I just finished reading the chapter entitled "Fostering Evidence-Informed Teaching in Crucial Classes: Faculty Development in Gateway Courses," which was written by Susannah McGowan, Peter Felten, Joshua Caulkins, and Isis Artze-Vega, all of whom are fellows at the Gardner Institute. Some parts of the chapter rang true for me and inspired me to share them via this post. I was particularly interested in the parts that cited the articles "Faculty careers and work lives: A professional growth perspective," by KerryAnn O'Meara, Aimee LaPointe Terosky, and Anna Neumann, and "Faculty learning matters: Organizational conditions and contexts that shape faculty learning," by KerryAnn O'Meara, Mark Rivera, Alexandra Kuvaeva, and Kristen Corrigan. The authors of the chapter state that through their work with the Gardner Institute, they "have identified three dispositional elements that have a powerful impact on faculty motivation and sustained engagement with gateway-course design and teaching":
1. Hope: Faculty must be supported to feel hopeful that they have the ability to make positive changes. The chapter refers to faculty having a "narrative of growth" versus a "narrative of constraint" in a way that, as they note, mirrors Carol Dweck's work on growth mindset. I tend to be overly (sometimes unrealistically) optimistic in certain contexts and in recent years this has definitely been the case for my teaching. I don't know what the cause is but I know it sustains me through the ups and downs of the semester and the different iterations of my classes.
2. Agency: Faculty also need to feel that they have "the capacity to contribute to both student learning in their courses and larger-scale institutional change" and "a belief that their actions matter." For me, I think this has developed over time. Every time a little (or big!) change in one of my courses has an exciting payoff, it fuels me to look for further changes to make. And I'm starting to see the influence of my work in my department and across campus, which I really didn't expect at the outset.
3. Persistence: There is no quick fix for gateway courses and initial changes may have little to no effect. But faculty and faculty teams need to be willing to keep working at it, believing that "[d]oing the hard work of improving gateway courses often yields only incremental positive outcomes; the cumulative effect of these small changes, however, can be significant over time." For me, the process of developing and improving my courses is just fun and I'm enjoying seeing the results for both my students and myself.
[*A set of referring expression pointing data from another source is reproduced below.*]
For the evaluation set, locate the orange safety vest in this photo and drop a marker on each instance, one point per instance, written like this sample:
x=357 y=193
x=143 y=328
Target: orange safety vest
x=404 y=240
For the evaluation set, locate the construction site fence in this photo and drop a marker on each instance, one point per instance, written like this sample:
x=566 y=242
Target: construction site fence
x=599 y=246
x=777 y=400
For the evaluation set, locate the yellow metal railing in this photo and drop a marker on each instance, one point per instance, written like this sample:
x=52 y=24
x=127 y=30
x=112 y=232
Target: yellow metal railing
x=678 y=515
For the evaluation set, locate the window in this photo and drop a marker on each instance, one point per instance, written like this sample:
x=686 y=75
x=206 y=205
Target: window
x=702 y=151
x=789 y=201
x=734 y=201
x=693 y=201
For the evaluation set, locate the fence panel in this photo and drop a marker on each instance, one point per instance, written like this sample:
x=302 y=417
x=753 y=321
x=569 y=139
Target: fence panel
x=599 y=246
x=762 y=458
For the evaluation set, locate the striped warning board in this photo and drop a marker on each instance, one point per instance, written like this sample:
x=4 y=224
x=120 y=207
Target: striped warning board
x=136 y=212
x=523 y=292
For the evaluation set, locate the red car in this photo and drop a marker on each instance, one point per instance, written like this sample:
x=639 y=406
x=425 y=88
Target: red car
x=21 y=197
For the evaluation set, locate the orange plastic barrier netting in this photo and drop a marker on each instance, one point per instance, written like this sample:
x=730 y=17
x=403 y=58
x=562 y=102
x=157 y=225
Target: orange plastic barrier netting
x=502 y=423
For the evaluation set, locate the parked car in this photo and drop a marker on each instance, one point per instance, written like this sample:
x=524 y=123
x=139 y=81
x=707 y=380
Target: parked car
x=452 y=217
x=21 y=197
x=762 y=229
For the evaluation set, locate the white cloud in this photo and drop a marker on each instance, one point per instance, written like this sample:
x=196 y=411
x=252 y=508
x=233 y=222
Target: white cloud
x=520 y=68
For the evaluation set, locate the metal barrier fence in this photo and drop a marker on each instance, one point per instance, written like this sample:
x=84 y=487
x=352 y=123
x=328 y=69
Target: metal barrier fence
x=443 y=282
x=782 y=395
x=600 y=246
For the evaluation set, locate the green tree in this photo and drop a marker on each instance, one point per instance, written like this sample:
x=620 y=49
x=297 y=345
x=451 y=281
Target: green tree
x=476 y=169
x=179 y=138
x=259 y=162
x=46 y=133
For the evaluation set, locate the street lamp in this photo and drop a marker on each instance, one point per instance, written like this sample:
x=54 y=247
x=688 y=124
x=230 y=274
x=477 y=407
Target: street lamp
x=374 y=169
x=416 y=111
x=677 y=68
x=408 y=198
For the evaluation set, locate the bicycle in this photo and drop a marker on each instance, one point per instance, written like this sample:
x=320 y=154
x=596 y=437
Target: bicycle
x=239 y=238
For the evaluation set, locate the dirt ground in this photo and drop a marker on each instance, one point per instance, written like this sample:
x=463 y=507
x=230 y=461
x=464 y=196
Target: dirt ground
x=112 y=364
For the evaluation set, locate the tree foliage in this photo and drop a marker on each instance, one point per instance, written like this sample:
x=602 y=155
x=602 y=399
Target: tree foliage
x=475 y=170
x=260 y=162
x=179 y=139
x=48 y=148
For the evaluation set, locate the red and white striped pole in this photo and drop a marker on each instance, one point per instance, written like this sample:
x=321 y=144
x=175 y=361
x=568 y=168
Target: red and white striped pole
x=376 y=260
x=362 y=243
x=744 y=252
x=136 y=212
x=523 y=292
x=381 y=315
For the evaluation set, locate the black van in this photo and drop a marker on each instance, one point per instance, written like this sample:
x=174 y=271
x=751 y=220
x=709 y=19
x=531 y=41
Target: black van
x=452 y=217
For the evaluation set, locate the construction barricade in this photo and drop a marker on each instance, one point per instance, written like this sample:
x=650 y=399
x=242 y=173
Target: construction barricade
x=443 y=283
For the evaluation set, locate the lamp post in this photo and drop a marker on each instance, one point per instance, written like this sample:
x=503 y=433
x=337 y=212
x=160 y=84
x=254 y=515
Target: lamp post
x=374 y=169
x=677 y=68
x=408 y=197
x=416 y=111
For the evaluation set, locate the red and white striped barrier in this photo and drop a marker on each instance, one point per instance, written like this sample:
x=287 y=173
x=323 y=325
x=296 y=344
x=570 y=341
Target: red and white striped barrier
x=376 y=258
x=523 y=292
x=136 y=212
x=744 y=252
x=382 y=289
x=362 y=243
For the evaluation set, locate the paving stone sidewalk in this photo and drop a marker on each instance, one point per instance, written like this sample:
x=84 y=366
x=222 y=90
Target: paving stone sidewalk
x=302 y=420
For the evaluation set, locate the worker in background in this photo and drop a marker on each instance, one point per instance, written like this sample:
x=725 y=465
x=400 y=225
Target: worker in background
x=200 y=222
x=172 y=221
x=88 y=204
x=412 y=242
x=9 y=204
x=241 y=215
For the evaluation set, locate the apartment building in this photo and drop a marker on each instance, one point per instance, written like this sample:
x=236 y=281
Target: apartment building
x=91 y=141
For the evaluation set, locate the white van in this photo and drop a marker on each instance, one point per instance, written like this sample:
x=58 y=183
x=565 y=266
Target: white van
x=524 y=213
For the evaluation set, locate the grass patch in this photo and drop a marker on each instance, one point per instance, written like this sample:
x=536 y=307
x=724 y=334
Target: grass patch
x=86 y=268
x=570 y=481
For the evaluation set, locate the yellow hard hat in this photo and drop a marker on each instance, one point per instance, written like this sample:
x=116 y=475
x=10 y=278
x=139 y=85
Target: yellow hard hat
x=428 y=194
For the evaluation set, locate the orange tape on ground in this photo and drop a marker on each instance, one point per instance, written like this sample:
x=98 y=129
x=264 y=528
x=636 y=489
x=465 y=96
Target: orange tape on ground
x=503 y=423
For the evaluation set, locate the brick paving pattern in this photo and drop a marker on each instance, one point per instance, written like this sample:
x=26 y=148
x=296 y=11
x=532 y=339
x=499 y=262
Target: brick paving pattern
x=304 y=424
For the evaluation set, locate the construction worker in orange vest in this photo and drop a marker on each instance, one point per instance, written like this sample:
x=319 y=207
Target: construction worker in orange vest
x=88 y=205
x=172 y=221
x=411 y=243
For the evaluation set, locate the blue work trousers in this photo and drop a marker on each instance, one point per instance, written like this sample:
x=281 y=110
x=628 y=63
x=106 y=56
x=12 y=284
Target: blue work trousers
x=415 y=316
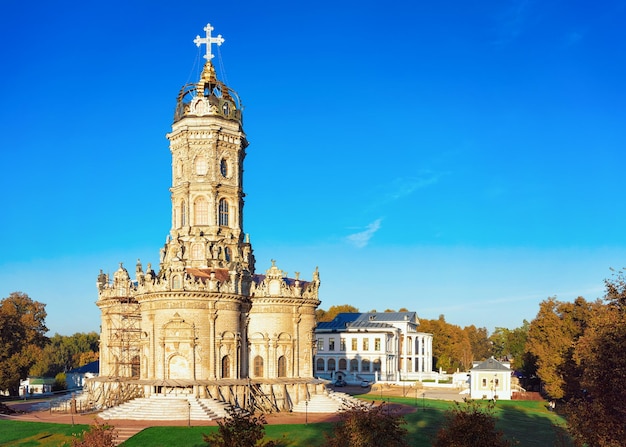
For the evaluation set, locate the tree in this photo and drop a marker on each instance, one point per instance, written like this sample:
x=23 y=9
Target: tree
x=451 y=345
x=63 y=353
x=479 y=342
x=363 y=425
x=552 y=336
x=240 y=429
x=98 y=435
x=22 y=337
x=596 y=416
x=469 y=425
x=333 y=311
x=510 y=344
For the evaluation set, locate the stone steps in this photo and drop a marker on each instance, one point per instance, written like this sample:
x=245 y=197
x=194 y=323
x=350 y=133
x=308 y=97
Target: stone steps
x=332 y=402
x=167 y=408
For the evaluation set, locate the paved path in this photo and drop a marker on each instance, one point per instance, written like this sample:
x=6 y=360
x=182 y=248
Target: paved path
x=129 y=428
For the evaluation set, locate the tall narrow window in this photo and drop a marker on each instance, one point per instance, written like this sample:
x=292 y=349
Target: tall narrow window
x=258 y=366
x=320 y=364
x=223 y=218
x=225 y=367
x=201 y=165
x=377 y=365
x=365 y=365
x=354 y=365
x=201 y=211
x=282 y=366
x=331 y=364
x=197 y=251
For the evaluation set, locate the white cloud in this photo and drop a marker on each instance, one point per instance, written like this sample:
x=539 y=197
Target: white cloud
x=406 y=186
x=362 y=238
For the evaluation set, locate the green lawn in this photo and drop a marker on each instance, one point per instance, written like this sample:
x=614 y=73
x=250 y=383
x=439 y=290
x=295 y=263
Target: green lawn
x=527 y=422
x=27 y=434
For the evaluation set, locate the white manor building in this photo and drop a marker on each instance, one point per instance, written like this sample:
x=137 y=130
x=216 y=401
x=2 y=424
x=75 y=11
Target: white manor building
x=373 y=346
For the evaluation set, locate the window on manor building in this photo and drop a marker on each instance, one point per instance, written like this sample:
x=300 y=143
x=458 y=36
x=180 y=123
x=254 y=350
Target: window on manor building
x=331 y=364
x=365 y=365
x=377 y=365
x=354 y=365
x=320 y=364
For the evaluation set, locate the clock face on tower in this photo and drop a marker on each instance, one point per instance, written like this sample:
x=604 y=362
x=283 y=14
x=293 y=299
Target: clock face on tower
x=224 y=167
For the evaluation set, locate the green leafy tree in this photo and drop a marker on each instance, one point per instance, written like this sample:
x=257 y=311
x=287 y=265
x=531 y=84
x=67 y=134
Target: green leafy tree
x=240 y=429
x=596 y=416
x=451 y=346
x=470 y=424
x=510 y=344
x=98 y=435
x=333 y=311
x=479 y=342
x=22 y=338
x=364 y=425
x=551 y=339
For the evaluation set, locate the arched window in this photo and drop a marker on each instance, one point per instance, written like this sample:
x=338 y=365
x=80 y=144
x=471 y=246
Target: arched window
x=197 y=251
x=365 y=365
x=183 y=214
x=377 y=365
x=225 y=367
x=135 y=366
x=258 y=366
x=201 y=211
x=354 y=365
x=282 y=366
x=177 y=282
x=223 y=217
x=320 y=364
x=331 y=364
x=201 y=165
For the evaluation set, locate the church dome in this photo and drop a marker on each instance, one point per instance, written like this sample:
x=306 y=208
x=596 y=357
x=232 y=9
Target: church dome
x=208 y=97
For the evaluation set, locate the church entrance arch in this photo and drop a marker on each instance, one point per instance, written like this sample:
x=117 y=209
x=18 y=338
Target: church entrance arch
x=178 y=367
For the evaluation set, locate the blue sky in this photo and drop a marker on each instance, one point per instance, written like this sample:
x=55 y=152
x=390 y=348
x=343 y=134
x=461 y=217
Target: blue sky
x=447 y=157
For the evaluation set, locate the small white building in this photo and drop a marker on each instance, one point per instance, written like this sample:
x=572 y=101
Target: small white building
x=373 y=346
x=76 y=377
x=490 y=379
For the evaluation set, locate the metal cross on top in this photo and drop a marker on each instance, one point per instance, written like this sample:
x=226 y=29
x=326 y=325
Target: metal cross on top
x=208 y=40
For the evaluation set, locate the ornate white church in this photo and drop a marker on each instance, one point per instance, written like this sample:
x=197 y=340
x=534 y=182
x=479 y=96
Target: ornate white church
x=205 y=323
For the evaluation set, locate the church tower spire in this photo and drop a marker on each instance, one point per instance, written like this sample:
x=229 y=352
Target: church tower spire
x=208 y=147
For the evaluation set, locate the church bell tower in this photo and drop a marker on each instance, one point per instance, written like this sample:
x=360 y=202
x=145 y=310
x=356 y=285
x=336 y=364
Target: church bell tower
x=208 y=147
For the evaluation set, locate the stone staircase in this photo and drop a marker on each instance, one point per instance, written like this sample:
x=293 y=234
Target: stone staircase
x=331 y=402
x=167 y=408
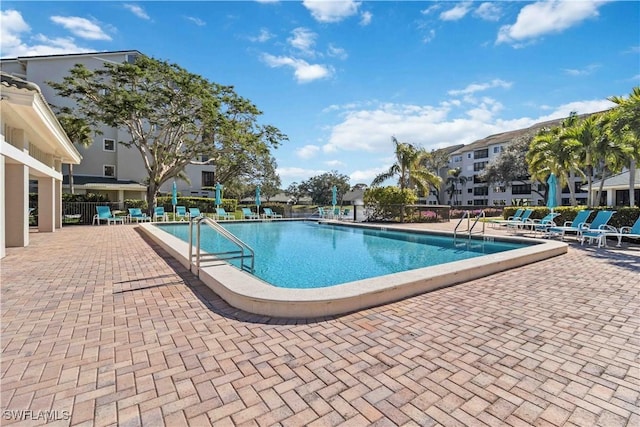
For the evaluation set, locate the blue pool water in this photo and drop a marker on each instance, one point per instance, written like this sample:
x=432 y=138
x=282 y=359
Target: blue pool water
x=305 y=254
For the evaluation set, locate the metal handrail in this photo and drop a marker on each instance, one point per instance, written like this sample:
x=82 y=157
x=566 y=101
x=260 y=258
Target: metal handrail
x=240 y=254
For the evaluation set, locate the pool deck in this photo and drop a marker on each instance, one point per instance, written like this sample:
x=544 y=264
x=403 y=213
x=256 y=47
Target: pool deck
x=101 y=327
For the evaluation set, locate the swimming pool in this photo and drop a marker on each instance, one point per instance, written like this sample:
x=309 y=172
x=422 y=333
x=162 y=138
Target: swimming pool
x=247 y=292
x=307 y=254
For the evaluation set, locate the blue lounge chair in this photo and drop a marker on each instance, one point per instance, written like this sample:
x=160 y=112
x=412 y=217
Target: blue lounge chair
x=269 y=213
x=222 y=214
x=158 y=213
x=573 y=226
x=541 y=225
x=249 y=214
x=194 y=213
x=517 y=223
x=632 y=232
x=104 y=214
x=597 y=229
x=181 y=213
x=137 y=215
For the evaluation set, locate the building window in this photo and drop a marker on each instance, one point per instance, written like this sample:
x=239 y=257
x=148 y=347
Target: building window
x=481 y=154
x=108 y=144
x=521 y=189
x=481 y=191
x=479 y=166
x=208 y=179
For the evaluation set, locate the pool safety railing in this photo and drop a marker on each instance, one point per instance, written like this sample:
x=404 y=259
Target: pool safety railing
x=470 y=227
x=244 y=253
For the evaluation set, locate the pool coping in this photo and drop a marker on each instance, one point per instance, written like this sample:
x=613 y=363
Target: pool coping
x=246 y=292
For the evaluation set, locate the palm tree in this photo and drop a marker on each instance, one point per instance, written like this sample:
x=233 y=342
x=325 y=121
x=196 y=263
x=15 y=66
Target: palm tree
x=79 y=133
x=453 y=180
x=586 y=134
x=625 y=126
x=410 y=170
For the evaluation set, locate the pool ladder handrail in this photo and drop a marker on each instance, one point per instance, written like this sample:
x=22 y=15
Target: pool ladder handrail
x=245 y=251
x=470 y=227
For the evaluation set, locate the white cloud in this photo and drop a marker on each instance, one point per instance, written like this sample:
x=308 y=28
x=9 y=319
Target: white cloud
x=264 y=36
x=540 y=18
x=303 y=40
x=337 y=52
x=477 y=87
x=331 y=11
x=308 y=151
x=456 y=13
x=303 y=71
x=81 y=27
x=137 y=10
x=589 y=69
x=199 y=22
x=488 y=11
x=365 y=18
x=12 y=29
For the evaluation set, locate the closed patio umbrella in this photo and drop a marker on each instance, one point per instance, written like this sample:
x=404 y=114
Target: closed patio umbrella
x=551 y=197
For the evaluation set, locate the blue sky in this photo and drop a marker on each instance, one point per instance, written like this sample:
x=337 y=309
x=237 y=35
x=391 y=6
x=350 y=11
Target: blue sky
x=340 y=78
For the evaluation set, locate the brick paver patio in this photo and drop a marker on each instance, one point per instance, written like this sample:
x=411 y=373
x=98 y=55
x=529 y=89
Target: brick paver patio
x=101 y=327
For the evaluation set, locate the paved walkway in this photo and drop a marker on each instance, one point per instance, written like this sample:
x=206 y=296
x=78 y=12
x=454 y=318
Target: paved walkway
x=101 y=327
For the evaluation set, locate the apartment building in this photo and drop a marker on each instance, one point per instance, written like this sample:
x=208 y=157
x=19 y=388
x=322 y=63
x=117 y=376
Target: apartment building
x=107 y=167
x=473 y=158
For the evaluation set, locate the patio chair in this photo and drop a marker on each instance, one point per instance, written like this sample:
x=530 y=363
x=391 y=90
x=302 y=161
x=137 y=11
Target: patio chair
x=517 y=223
x=597 y=228
x=222 y=214
x=632 y=232
x=195 y=213
x=104 y=214
x=541 y=225
x=573 y=226
x=137 y=215
x=249 y=214
x=269 y=213
x=158 y=213
x=181 y=213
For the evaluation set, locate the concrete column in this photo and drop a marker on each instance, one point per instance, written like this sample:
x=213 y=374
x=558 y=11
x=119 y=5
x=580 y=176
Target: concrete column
x=3 y=204
x=16 y=205
x=46 y=204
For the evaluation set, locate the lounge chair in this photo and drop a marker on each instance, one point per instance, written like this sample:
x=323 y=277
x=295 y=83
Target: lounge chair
x=181 y=213
x=515 y=217
x=597 y=228
x=104 y=214
x=137 y=215
x=632 y=232
x=541 y=225
x=517 y=223
x=194 y=213
x=249 y=214
x=158 y=213
x=222 y=214
x=573 y=226
x=269 y=213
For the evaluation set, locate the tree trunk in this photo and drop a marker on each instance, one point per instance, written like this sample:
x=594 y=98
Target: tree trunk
x=71 y=186
x=632 y=183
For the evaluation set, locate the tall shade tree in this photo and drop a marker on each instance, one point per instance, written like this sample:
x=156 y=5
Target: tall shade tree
x=171 y=116
x=587 y=134
x=549 y=153
x=625 y=125
x=409 y=169
x=78 y=131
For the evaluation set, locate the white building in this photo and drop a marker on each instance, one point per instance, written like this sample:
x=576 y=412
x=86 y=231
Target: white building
x=33 y=147
x=107 y=167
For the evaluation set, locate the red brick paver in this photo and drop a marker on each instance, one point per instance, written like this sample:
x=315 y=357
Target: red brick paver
x=101 y=327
Nothing's perfect, that's for sure, but I think it's heading in the right direction.
In a recent conversation with Rick Detweiler, President of the Great Lakes Colleges Association, I described the changes that I have been making in my courses and he astutely recognized that I sometimes feel like, in his words, an outlier. While this occasionally leads me to feel frustrated, I recognize that any hesitation on the part of my colleagues to make large scale changes is not a result of a lack of concern for our students. Caring about our students' success is an integral part of the job at a liberal arts college like Allegheny. On the contrary, I recognize the changes in my own hopefulness, agency, and persistence that started me on this course and that allow me to stick with it, and I'm optimistic that the community of colleagues who feel ready to jump in will continue to grow.